Now, work isn’t going so well for the pair, with Jake’s father scoffing at his successful brother Logan and his family when they head over for dinner. Their kid, Junior, has just made regionals but he and Jake don’t exactly see eye to eye. He calls out Jake for being gay and causes plenty of awkward tension at the dinner table. When the family leave, Jake’s dad heads upstairs and smashes his son’s art sculpture to bits. To make matters worse, Jake’s cat Binxie is killed by the killer doll. And the only evidence happens to be tufts of bloody hair in Chucky’s hand.Anyway, Jake heads to school with Chucky because why not I guess? Anyway, it doesn’t exactly help his prospects at school. Junior happens to attend the same school too, and as his girlfriend Lexy shows up, she encourages Jake to open up about his financial situation. In fact, she even starts a GoFundMe for him too, which receives big laughs around science class when it pops up. After school, Lexy finds herself freaked out by Chucky moving about and stalking her.
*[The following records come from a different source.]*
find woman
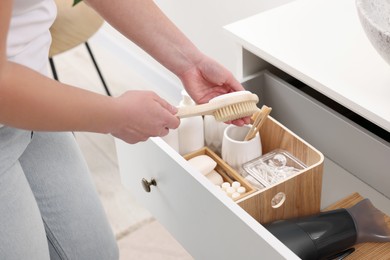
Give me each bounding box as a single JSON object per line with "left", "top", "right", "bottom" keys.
{"left": 0, "top": 0, "right": 248, "bottom": 259}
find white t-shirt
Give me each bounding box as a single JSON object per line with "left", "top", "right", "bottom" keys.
{"left": 7, "top": 0, "right": 57, "bottom": 75}
{"left": 2, "top": 0, "right": 57, "bottom": 128}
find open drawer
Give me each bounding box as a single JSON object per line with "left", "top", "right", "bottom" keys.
{"left": 115, "top": 70, "right": 390, "bottom": 259}
{"left": 115, "top": 133, "right": 300, "bottom": 259}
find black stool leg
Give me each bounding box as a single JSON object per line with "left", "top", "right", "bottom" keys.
{"left": 84, "top": 42, "right": 112, "bottom": 96}
{"left": 49, "top": 57, "right": 59, "bottom": 81}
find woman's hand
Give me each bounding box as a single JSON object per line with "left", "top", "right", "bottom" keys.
{"left": 179, "top": 55, "right": 251, "bottom": 126}
{"left": 110, "top": 90, "right": 180, "bottom": 144}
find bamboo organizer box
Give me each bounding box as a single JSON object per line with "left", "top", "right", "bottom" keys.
{"left": 183, "top": 147, "right": 257, "bottom": 202}
{"left": 185, "top": 115, "right": 324, "bottom": 224}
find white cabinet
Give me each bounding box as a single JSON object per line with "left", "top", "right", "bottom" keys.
{"left": 116, "top": 0, "right": 390, "bottom": 258}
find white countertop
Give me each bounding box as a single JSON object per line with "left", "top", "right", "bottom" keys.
{"left": 225, "top": 0, "right": 390, "bottom": 132}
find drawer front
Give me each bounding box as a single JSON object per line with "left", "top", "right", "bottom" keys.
{"left": 115, "top": 137, "right": 297, "bottom": 259}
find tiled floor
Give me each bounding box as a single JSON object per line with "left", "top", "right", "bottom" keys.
{"left": 53, "top": 26, "right": 192, "bottom": 259}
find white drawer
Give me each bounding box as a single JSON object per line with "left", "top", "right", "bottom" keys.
{"left": 115, "top": 70, "right": 390, "bottom": 259}
{"left": 115, "top": 137, "right": 296, "bottom": 259}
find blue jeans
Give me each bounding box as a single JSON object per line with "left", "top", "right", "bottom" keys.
{"left": 0, "top": 127, "right": 119, "bottom": 260}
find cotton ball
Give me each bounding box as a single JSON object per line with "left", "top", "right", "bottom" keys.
{"left": 231, "top": 192, "right": 241, "bottom": 199}
{"left": 225, "top": 187, "right": 235, "bottom": 197}
{"left": 232, "top": 181, "right": 241, "bottom": 189}
{"left": 221, "top": 182, "right": 231, "bottom": 191}
{"left": 237, "top": 186, "right": 246, "bottom": 194}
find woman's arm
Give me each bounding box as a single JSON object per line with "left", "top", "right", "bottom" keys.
{"left": 85, "top": 0, "right": 248, "bottom": 107}
{"left": 0, "top": 0, "right": 179, "bottom": 143}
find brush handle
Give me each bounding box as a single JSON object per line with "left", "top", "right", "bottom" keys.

When the teacher returns, Chucky goes limp and Lexy chalks this up to smoking too much weed. Naturally. That evening, with Jake trying desperately to sell the doll, he receives a call from someone claiming to know about Chucky. He warns Jake to be careful and to check Chucky’s batteries next time. There’s some nice throwbacks to classic Child’s Play here, as Jake heads online to research more about the doll. The headlines link back to the first few movies beautifully. At school the next day, Jake clings to Chucky as he stands up and begins berating Lexy during the talent show. He steals the spotlight and calls out her search history, making a complete fool out of her. Chucky and Jake receive a round of applause but it also prompts a big argument from his dad that evening when he finds out.

He’s clearly not happy that Jake isn’t “normal” (his words) and calls him out for being weird. When Jake heads upstairs, Chucky is left down with his father. Not only does he drink all his whiskey, he also dispatches Jake’s dad in a pretty gnarly fashion, puking just after the breakers are thrown back on. With sparks flying, Jake looks down at his dad in horror. Chucky meanwhile, looks on in glee. Detective Evans (Rachelle Casseus) and Peyton (Travis Milne) show up and ask Jake some questions about what happened but mostly they just claim this is a “death by misadventure”…for now. With his father dead, Jake is shipped off to stay with his uncle in their swanky mansion. And that obviously doesn’t look like it’s going to pose well for Junior – especially when Chucky comes with Jake too. Alone, Jake manages to talk to Chucky properly, who decides they need to talk about Lexy, brandishing a knife after outing himself as Charles Lee Ray!
Chucky is back! And fans of the murderous doll will absolutely love what’s on offer in this series. There are plenty of throwbacks to the movie franchise, lots of Easter eggs and a solid story that plays on the same simple concept that made the films so enjoyable. The soundtrack is probably the one big stand-out point here and it’s oftentimes something that’s overlooked. The simple but effective ambient score uses those same chimes that made the films so distinctive and it’s great to see that rekindled for this show. It’s also great that Brad Dourif is back as Chucky too because honestly, I can’t imagine anyone else taking that role. The throwbacks to the past are obviously important but there’s also a clear desire to make this something that newcomers can dive into too. In that respect, the addition of Jake Wheeler is a good one and he’s an easy character to warm too as well.

What did you guys think of the episode?
What are you looking forward about the show?
Are you as excited as i am to see Jennifer Tilly?